2.1 Tinjauan Teoritis 2.1.1 Profitabilitas

Profitabilitas merupakan salah satu pengukuran bagi kinerja suatu perusahaan, profitabilitas suatu perusahaan menunjukan kemampuan suatu perusahaan dalam menghasilkan laba selama periode tertentu pada tingkat penjualan aktiva. Profitabilitas suatu perusahaan dapat dinilai melalui berbagai cara tergantung pada laba dan aktiva atau modal yang akan diperbandingkan satu dengan lainnya.

Profitabilitas merupakan kemampuan sebuah perusahaan atau sebuah badan usaha dalam menghasilkan laba pada suatu periode akuntansi. Dengan mengukur tingkat profitabilitas pada suatu perusahaan, kita juga dapat mengetahui tingkat efisiensi dan efektivitas aktiva operasional perusahaan tersebut dalam memanfaatkan sumber daya yang dimiliki perusahaan untuk menghasilkan laba pada suatu periode akuntansi.

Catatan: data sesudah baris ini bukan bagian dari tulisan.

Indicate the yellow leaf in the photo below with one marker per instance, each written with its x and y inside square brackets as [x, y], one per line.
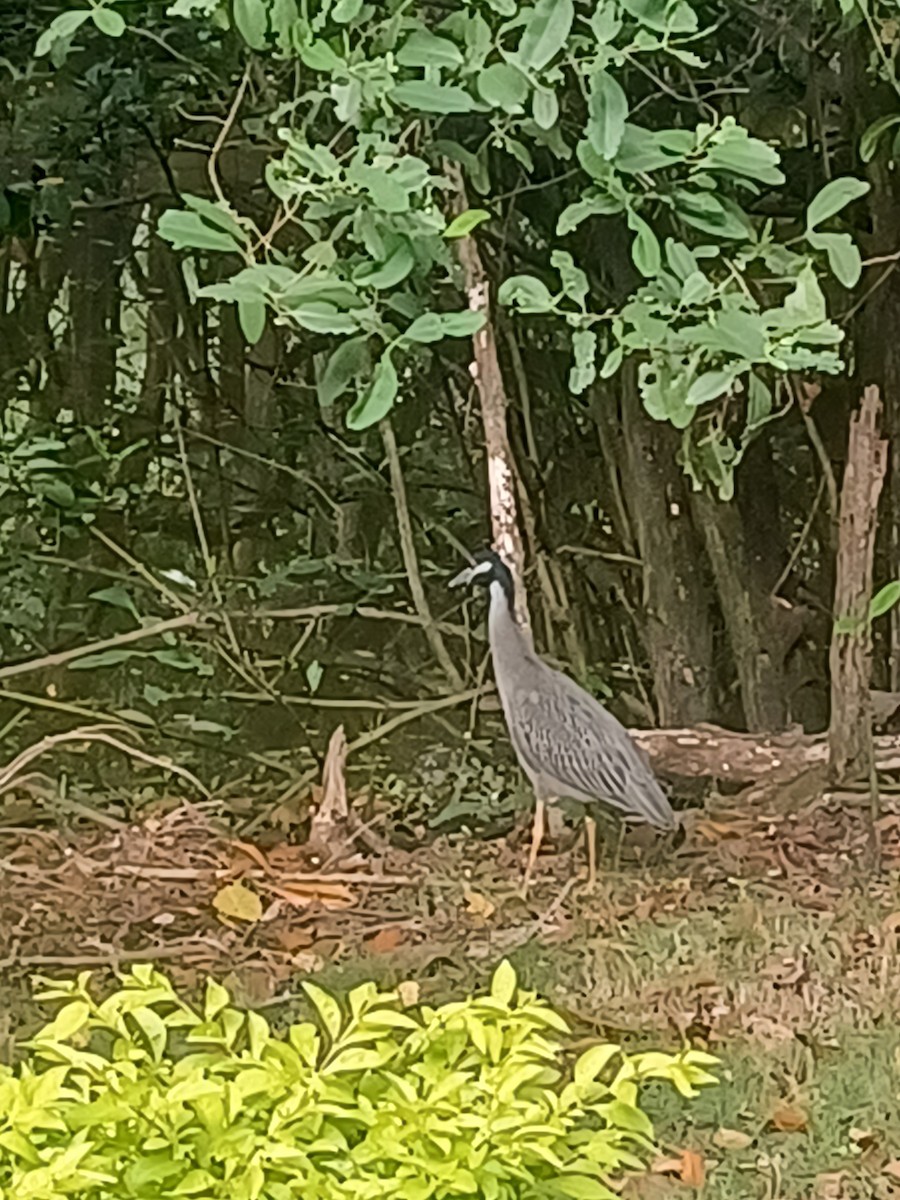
[238, 901]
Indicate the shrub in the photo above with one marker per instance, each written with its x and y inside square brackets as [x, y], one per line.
[139, 1096]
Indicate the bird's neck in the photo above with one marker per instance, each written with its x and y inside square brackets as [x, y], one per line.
[503, 629]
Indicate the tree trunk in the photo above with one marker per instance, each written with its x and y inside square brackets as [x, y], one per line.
[495, 405]
[850, 660]
[748, 615]
[678, 634]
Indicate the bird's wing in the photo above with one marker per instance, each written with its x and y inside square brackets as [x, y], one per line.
[565, 736]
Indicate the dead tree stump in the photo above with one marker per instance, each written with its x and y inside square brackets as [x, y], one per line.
[850, 659]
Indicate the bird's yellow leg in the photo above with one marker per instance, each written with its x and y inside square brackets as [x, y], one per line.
[537, 838]
[591, 834]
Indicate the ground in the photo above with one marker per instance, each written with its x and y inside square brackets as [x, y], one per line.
[772, 941]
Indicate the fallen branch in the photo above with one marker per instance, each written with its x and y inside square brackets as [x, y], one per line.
[186, 621]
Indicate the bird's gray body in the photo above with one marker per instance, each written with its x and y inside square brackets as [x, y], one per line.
[565, 741]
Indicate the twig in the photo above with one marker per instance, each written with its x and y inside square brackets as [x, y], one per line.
[187, 621]
[222, 137]
[93, 733]
[348, 610]
[203, 541]
[411, 561]
[802, 540]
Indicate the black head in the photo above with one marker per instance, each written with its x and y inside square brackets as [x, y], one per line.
[487, 568]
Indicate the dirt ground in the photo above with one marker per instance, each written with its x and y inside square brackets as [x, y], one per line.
[773, 941]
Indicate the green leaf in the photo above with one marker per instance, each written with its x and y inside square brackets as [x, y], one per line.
[645, 249]
[57, 491]
[833, 197]
[526, 293]
[118, 597]
[60, 28]
[502, 85]
[545, 108]
[426, 49]
[885, 599]
[432, 327]
[108, 22]
[870, 138]
[346, 364]
[462, 225]
[663, 16]
[70, 1019]
[103, 659]
[574, 280]
[583, 370]
[390, 273]
[843, 256]
[250, 21]
[712, 214]
[607, 108]
[503, 984]
[546, 33]
[378, 399]
[711, 385]
[251, 317]
[325, 1006]
[587, 207]
[189, 231]
[433, 97]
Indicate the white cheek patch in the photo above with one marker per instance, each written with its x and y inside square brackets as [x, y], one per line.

Sebagaimana yang dijelaskan oleh Munawir (2004:33) dalam bukunya Analisa Laporan Keuangan “Profitabilitas adalah menunjukkan kemampuan perusahaan untuk menghasilkan laba selama periode tertentu”. Berdasarkan pengertian tersebut, dapat disimpulkan bahwa yang dimaksud dengan profitabilitas adalah kemampuan suatu perusahaan dalam menghasilkan laba pada suatu periode tertentu.

Penggunaan rasio profitabilitas dapat dilakukan dengan menggunakan perbandingan antara berbagai komponen yang ada di laporan keuangan, terutama laporan keuangan necara dan laporan laba rugi.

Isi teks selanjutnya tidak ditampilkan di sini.